作者說他一年大部分時間去刷 Twitter 了，然後玩了（play around）一陣子 GAN，正好剩下一點時間，就改進了一下 YOLO 算法，提出了 YOLO v3。YOLOv3添加了ResNet中提出的殘差結果和FPN中提出的通過上採樣得到的特徵金字塔結果。它最顯着特徵是它可以三種不同的比例進行檢測，最終輸出是通過在特徵圖上應用1 x 1內核生成的。在YOLO v3中，通過在網絡中三個不同位置的三個不同大小的特徵圖上使用1 x 1大小的卷積來完成檢測。

num_classes = len(train_dataset.labels)
print('class num:', num_classes)
model = pdx.det.YOLOv3(num_classes=num_classes, backbone='DarkNet53')
model.train(
    num_epochs=4,
    train_dataset=train_dataset,
    train_batch_size=4,
    eval_dataset=eval_dataset,
    learning_rate=0.000125,
    lr_decay_epochs=[400, 800],
    save_interval_epochs=2,
    log_interval_steps=200,
    save_dir='./yolov3_darknet53',
    use_vdl=True)
class num: 4

2020-05-11 08:15:15 [INFO]    Load pretrain weights from ./yolov3_darknet53/pretrain/DarkNet53.2020-05-11 08:15:16 [INFO]    There are 260 varaibles in ./yolov3_darknet53/pretrain/DarkNet53 are loaded.

參數說明：

num_classes (int): 類別數。默認爲80。
backbone (str): YOLOv3的backbone網絡，取值範圍爲[‘DarkNet53’, ‘ResNet34’, ‘MobileNetV1’, ‘MobileNetV3_large’]。默認爲’MobileNetV1’。
anchors (list|tuple): anchor框的寬度和高度，爲None時表示使用默認值 [[10, 13], [16, 30], [33, 23], [30, 61], [62, 45], [59, 119], [116, 90], [156, 198], [373, 326]]。
anchor_masks (list|tuple): 在計算YOLOv3損失時，使用anchor的mask索引，爲None時表示使用默認值 [[6, 7, 8], [3, 4, 5], [0, 1, 2]]。
ignore_threshold (float): 在計算YOLOv3損失時，IoU大於ignore_threshold的預測框的置信度被忽略。
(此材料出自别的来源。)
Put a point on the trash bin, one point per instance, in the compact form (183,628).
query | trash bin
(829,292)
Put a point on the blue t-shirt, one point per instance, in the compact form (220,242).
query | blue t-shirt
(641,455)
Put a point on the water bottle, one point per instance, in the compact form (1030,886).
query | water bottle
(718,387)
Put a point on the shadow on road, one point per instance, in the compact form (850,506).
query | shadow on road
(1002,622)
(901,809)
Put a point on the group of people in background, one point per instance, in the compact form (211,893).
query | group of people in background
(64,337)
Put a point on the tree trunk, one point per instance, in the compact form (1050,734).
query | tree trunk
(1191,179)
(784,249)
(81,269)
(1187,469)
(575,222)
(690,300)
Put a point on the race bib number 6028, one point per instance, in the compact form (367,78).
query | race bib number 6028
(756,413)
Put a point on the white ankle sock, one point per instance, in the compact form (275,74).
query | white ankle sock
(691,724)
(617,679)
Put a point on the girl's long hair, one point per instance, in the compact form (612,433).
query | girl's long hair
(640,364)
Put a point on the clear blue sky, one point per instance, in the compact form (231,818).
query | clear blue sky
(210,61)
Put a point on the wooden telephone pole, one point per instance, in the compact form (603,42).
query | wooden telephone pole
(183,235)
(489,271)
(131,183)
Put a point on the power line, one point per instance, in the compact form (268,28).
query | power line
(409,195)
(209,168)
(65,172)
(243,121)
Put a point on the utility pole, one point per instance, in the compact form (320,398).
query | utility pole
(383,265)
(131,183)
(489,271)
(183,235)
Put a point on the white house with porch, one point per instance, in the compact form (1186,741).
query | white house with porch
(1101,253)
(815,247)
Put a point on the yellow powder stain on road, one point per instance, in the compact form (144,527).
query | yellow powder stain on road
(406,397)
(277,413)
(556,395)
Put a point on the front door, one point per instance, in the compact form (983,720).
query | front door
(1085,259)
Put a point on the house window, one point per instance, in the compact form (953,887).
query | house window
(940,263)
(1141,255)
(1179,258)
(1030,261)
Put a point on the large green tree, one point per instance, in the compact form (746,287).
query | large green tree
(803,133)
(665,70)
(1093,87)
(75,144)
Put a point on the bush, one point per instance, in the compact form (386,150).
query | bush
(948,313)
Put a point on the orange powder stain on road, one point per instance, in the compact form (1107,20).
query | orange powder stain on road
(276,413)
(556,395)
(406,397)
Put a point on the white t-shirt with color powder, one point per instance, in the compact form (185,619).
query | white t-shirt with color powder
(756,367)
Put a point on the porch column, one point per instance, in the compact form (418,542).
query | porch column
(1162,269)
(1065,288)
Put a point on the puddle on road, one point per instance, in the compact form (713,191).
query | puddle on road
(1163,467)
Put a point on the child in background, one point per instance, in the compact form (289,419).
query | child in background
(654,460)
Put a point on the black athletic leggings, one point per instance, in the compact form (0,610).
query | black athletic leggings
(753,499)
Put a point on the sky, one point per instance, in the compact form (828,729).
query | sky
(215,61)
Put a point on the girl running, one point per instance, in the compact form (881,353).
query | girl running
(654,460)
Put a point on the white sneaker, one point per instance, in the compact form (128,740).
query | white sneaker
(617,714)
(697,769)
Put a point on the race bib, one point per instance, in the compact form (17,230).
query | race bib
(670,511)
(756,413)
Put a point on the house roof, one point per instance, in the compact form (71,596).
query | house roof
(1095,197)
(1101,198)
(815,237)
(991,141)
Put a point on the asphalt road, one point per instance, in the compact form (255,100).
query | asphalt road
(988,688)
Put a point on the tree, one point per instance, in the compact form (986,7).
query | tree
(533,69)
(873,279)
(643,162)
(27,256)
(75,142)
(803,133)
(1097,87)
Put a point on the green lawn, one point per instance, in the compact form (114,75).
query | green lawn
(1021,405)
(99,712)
默認爲0.7。
nms_score_threshold (float): 檢測框的置信度得分閾值，置信度得分低於閾值的框應該被忽略。默認爲0.01。
nms_topk (int): 進行NMS時，根據置信度保留的最大檢測框數。默認爲1000。
nms_keep_topk (int): 進行NMS後，每個圖像要保留的總檢測框數。默認爲100。
nms_iou_threshold (float): 進行NMS時，用於剔除檢測框IOU的閾值。默認爲0.45。
label_smooth (bool): 是否使用label smooth。默認值爲False。
train_random_shapes (list|tuple): 訓練時從列表中隨機選擇圖像大小。默認值爲[320, 352, 384, 416, 448, 480, 512, 544, 576, 608]。

五、評估模型

使用 evaluate 方法進行模型評估，最終mAP爲0.73左右。

六、加載模型用於測試

image_name = './test6.jpg'
result = model.predict(image_name)
pdx.det.visualize(image_name, result, threshold=0.5, save_dir='./output/')

檢測結果：

七、定義車道線檢測模型

這裏使用了開源的項目：

https://github.com/Sharpiless/advanced_lane_detection

該車道檢測算法流程爲：

（1）給定一組棋盤圖像（在camera_cal文件夾內），計算相機校準矩陣和失真係數。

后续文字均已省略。